Rogers’ play is cunningly constructed by threading together the stories of three characters whose lives intersect in painfully intense ways. Time is elastic; memory bleeds into real time and characters who have been separated for years, share the same space, conjuring memories, snatches of conversation, arguments and past golden times.
Noni Hazlehurst gives an inspired and subtle performance as Lilian, a wealthy, acerbic and driven New Yorker who “stays in motion”, travelling the world to avoid her guilt and pain about her missing son, Paul.
Lilian raised her son and daughter, June (Asher Keddie) virtually alone, while her husband, Arthur, a charismatic and renowned economist, pursued his research in Madagascar.
Keddie is pale, luminous and emotionally fragile as June, who puts her life on hold to hunt for her brother.
Dancing around the edges of their lives is Nathan (Nicholas Bell), a less successful colleague of Arthur’s, who finds himself in a secret affair with Lilian. He is played with vibrating anxiety and self-doubt by Bell.
A powerful but unseen presence on stage with them is Paul, the missing son. His mother and sister adore him but we cannot help feeling that he is a narcissistic young man, obsessed with his father and determined to punish his mother, sister and Nathan for their human failings.
The play takes place in an apartment overlooking the Spanish Steps in Rome. In this flat Lilian awaits her son’s arrival years earlier. It is the same place where June, for several years, tragically lives her life as a tour guide hoping for the return of Paul, and where Nathan reminisces about his time with Lilian.

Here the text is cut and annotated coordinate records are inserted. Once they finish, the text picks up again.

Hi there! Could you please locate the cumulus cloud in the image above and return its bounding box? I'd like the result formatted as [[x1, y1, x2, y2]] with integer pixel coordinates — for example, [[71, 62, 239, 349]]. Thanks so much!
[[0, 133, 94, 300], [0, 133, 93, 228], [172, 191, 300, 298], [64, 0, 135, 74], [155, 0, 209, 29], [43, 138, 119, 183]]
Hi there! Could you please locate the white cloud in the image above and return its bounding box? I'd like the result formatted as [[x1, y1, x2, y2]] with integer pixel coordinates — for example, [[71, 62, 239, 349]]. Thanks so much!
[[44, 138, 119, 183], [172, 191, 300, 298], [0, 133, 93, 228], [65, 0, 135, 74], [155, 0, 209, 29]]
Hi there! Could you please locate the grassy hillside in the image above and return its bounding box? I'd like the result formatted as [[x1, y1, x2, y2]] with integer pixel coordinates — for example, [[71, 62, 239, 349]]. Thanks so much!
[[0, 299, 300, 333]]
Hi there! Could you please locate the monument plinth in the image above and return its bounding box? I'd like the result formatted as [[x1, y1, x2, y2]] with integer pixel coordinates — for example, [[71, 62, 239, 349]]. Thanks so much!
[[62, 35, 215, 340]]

Rogers’ dialogue is intelligent, articulate, witty and caustic. His observations about our dangerous and rapidly changing contemporary world are compelling and often funny. His characters come alive for us through their inner worlds, their memories and their hidden pain. It takes most of the first half for us to comprehend his complex interweaving of their stories.

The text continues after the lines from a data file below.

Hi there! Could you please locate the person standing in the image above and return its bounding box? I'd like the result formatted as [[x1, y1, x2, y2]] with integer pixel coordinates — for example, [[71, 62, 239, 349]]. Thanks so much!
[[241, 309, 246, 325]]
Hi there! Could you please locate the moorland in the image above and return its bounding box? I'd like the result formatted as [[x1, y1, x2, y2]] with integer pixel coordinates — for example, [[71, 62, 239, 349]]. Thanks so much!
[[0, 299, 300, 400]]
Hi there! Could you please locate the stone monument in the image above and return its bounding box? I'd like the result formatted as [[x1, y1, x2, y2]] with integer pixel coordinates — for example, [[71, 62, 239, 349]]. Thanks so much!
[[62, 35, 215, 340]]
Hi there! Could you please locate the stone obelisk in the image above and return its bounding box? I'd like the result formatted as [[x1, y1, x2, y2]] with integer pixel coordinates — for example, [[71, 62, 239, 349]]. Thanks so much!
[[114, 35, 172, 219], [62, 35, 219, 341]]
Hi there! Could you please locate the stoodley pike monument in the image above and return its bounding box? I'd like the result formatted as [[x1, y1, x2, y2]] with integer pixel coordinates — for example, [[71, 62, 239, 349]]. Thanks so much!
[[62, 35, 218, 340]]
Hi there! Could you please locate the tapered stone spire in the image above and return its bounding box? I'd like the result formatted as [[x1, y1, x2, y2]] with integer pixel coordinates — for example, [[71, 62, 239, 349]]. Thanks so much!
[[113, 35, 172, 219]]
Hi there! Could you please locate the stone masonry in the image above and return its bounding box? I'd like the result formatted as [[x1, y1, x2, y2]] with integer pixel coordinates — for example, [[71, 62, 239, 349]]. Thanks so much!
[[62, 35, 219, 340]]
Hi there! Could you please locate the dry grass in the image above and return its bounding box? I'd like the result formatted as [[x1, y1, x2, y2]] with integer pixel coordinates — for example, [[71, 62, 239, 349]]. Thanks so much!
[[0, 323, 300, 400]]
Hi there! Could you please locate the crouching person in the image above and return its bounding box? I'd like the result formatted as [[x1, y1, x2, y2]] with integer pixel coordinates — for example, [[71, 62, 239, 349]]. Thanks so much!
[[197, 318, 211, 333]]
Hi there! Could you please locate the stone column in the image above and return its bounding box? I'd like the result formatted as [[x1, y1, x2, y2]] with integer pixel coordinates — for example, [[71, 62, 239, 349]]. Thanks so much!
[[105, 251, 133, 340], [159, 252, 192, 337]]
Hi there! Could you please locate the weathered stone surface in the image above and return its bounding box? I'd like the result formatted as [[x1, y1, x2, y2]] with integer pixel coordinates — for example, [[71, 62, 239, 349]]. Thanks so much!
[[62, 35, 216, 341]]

Director, Sam Strong, moves his characters like ghosts, their paths weaving through the sparse, architectural design (Jo Briscoe). Paul Jackson’s lighting highlights the isolation of the characters and creates a flickering, otherworldly light through reflections from the water lying on the stone paved ground.
Madagascar is a mesmerising and superbly acted and directed production.